The aquated cisplatin molecule can then bind to DNA bases, specifically guanine. The nitrogen atom in guanine donates its lone pair of electrons to the platinum ion in cisplatin, forming a dative covalent bond. This process leads to the displacement of the water ligand in another ligand substitution reaction.
Nitrogen can replace water in the ligand substitution reaction because it is a stronger ligand than oxygen. Nitrogen holds its lone pair of electrons less tightly than oxygen, which is more electronegative than nitrogen. The same substitution reaction takes place for the other chloride ligand, but this time the chloride ligand is replaced by a nitrogen atom from guanine on the opposite DNA strand. The binding of cisplatin to guanine cross-links the two DNA strands and distorts the shape of the DNA. This distortion prevents the cell from replicating its DNA, and the cell tries to repair the DNA damage using repair mechanisms but ultimately fails. This triggers apoptosis, cell death. Overall, the structure of cisplatin allows it to effectively bind to DNA and prevent cancerous cells from dividing, ultimately leading to cell death.

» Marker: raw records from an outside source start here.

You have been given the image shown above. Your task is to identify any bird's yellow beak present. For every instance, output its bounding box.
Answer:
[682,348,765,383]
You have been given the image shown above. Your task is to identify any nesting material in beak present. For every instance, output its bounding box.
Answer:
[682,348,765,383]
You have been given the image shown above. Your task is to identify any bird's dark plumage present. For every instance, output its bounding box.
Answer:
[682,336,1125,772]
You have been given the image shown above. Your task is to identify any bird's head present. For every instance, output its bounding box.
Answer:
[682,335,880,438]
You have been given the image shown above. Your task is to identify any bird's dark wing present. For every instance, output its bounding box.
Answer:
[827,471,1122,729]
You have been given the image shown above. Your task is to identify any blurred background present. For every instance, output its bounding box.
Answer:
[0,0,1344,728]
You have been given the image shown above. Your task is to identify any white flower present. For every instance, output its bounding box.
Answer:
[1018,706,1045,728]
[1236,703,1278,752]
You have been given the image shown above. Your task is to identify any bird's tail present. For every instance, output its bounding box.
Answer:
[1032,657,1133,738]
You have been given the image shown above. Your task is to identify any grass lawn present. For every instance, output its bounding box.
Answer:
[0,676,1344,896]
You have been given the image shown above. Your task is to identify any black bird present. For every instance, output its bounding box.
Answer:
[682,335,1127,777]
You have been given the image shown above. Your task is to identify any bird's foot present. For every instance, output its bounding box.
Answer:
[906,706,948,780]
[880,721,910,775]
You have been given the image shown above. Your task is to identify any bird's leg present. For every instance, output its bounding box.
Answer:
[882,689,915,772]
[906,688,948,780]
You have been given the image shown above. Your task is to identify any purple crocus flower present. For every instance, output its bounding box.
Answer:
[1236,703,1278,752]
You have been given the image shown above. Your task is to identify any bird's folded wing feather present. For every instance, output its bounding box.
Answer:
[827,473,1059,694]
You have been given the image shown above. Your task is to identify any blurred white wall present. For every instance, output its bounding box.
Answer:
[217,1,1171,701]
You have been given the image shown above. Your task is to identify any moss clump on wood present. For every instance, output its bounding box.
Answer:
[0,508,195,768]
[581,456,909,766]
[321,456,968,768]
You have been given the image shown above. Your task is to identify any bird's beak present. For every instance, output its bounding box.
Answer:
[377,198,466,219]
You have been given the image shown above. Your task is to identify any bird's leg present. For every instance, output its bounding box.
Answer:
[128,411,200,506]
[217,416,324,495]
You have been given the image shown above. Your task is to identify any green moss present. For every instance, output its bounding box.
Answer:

Cisplatin can only bind to both strands of DNA because its chloride ligands are positioned on the same side of the platinum ion. In contrast, transplatin can't bind to DNA because its chloride ligands are on opposite sides of the platinum ion. This means it can't stop DNA replication and is completely ineffective as an anti-cancer drug.
Side effects
It is important to note that although cisplatin is not selective and can bind to DNA in all cells, not just cancer cells, it is still a valuable tool in treating cancer. Chemotherapy can be a crucial treatment option for some individuals, and the benefits of cisplatin in particular, such as its high success rate against testicular cancer, should not be overlooked.
While side effects like hair loss, nausea, vomiting, and fatigue can be challenging, they can be managed through medications and other forms of support. Ultimately, the decision to undergo any form of cancer treatment should be made by the patient, with the guidance and support of their healthcare team.
Anti-Cancer Drugs
What are the most common cancer drugs?
In addition to cisplatin, the most common cancer drugs include vincristine, paclitaxel, and methotrexate.
What are the classifications of anti-cancer drugs?
There are many classes of cancer drugs. These include alkylating agents, antimetabolites, and hormonal agents.
How do anti-cancer drugs work?
Cancer drugs work in different ways. They mainly work by stopping the cancer cells from further dividing, though different cancer drugs stop the cell division process differently. For example, cisplatin kills cancer cells by stopping them replicating their DNA and triggering cellular death.
What is an anti-cancer drug?
An anti-cancer drug is a drug used to treat cancers.
Can anti-cancer drugs cause cancer?
Unfortunately anticancer drugs can bring about the risk of further cancers developing, as they can also act on non-cancerous cells. Therefore, anti-cancer therapy is very stringently monitored to help prevent such risk from occurring.